Debugging GitHub Actions workflows effectively 🚀

Debugging GitHub Actions workflows effectively 🚀

Debug and troubleshoot your failing GitHub Actions workflows easily and effectively using some new tools & tricks!

While I was working on re-engineering the CI/CD pipelines for SciPy last year, I got an opportunity to work with GitHub Actions. GitHub Actions is GitHub’s in-house CI/CD service that has hopefully managed to convince a lot of project maintainers and developers to shift from external CI/CD services (like TravisCI) to GitHub Actions in the hope of a central service that can build, test and deploy.

However, unlike other CI/CD services (like CircleCI), which feature a proper debug mechanism using a CLI and SSH mechanism, GitHub Actions, unfortunately, does not offer any debug tool to make sense of failing workflows.
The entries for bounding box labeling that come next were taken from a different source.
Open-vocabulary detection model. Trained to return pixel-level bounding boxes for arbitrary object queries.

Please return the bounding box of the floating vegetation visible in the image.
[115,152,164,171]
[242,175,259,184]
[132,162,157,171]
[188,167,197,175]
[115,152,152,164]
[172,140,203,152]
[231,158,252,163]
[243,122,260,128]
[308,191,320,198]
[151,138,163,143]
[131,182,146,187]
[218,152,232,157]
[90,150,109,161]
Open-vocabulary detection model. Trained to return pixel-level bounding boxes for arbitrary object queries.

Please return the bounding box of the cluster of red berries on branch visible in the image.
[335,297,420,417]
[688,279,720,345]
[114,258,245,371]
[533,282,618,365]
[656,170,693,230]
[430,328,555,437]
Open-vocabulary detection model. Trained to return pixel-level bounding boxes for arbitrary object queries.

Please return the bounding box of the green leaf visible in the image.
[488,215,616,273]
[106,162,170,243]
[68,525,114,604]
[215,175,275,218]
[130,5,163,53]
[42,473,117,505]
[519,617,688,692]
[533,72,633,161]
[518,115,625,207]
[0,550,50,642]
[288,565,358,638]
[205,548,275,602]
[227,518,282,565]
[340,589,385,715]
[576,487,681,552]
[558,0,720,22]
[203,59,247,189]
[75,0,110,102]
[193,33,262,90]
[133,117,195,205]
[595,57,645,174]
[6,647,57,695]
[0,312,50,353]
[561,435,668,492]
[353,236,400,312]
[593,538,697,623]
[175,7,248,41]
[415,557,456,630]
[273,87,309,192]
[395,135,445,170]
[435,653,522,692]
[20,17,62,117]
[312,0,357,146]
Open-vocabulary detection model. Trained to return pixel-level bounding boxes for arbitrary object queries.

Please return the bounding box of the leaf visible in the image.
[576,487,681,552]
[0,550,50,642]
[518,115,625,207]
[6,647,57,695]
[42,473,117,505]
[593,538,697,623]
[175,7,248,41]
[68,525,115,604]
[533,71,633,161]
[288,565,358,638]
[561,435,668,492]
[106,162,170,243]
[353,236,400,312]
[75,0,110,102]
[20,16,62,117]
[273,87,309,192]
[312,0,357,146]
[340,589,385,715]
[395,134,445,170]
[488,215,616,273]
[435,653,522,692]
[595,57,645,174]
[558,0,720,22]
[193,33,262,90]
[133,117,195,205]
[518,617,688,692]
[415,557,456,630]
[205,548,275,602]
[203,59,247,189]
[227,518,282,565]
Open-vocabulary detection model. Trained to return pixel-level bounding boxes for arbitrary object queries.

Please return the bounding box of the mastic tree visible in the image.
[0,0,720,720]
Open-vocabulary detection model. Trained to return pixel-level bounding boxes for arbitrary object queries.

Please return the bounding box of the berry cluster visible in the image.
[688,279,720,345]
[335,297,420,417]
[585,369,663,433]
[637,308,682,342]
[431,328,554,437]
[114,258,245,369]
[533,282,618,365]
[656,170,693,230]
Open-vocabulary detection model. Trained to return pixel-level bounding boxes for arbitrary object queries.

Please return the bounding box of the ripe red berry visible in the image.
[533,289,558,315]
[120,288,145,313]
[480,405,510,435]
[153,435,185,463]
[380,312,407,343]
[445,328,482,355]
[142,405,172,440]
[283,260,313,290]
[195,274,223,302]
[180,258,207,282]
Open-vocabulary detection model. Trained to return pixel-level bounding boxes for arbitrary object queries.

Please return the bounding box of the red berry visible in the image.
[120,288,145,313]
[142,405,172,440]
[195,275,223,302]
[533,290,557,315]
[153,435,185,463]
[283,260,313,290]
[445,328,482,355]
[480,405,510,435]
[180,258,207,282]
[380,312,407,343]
It often leads developers to commit multiple times, to trigger and re-trigger the CI/CD workflows to ensure a green tick beside their commit. The requirement for effective debugging GitHub Actions workflows got me into a rabbit hole.

A meme showing two panels. In the top one, a man says 'Life is good' while pointing at the camera. In the bottom panel, the same man smiles and says 'But it can be better'. On the top portion, we see the logos of CircleCI, TravisCI and AppVeyor. On the bottom portion, we see the logo of GitHub Actions.

The best part about using GitHub Actions is the availability of the GitHub API, which we can use from our workflows themselves. GitHub Actions also features a vibrant marketplace with applications centered around making the usage of GitHub Actions more straightforward for developers. It made more sense that someone must have already figured this out, and I found not one or two but multiple solutions altogether!

In this blog, we will explore a few ways through which you can debug your GitHub Actions workflows effectively. Some of these ways have been battle-tested (while debugging workflows for many projects), while some are new for me to try out and get started with!

Creating a GitHub Actions workflow

I would be using a simple Flask application with a single API endpoint that returns a Hello World message to get started. I have also added a test for it to ensure we can install all the dependencies and run the tests on a CI pipeline along with some linting using Flake8. The most basic workflow for testing our application is similar to the following:

# Path: .github/workflows/ci.yml

name: Flask CI

on:
  push:
    branches:
      - master
  pull_request:
    branches:
      - master

jobs:
  build:
    runs-on: ubuntu-latest

    steps:

      - uses: actions/checkout@v2

      - name: Setup Python 3.8
        uses: actions/setup-python@v2
        with:
          python-version: 3.8

      - name: Install dependencies
        run: |
          python -m pip install --upgrade pip
          pip install -r requirements.txt

      - name: Run tests
        run: |
          python -m pytest

      - name: Run Flake8
        run: |
          pip install flake8
          flake8 .

Workflows are written in YAML, which is then committed as part of the repository inside the project's .github/workflows directory. As soon as the code gets pushed, GitHub will detect the workflows that need to be triggered and processed as per the instructions they contain.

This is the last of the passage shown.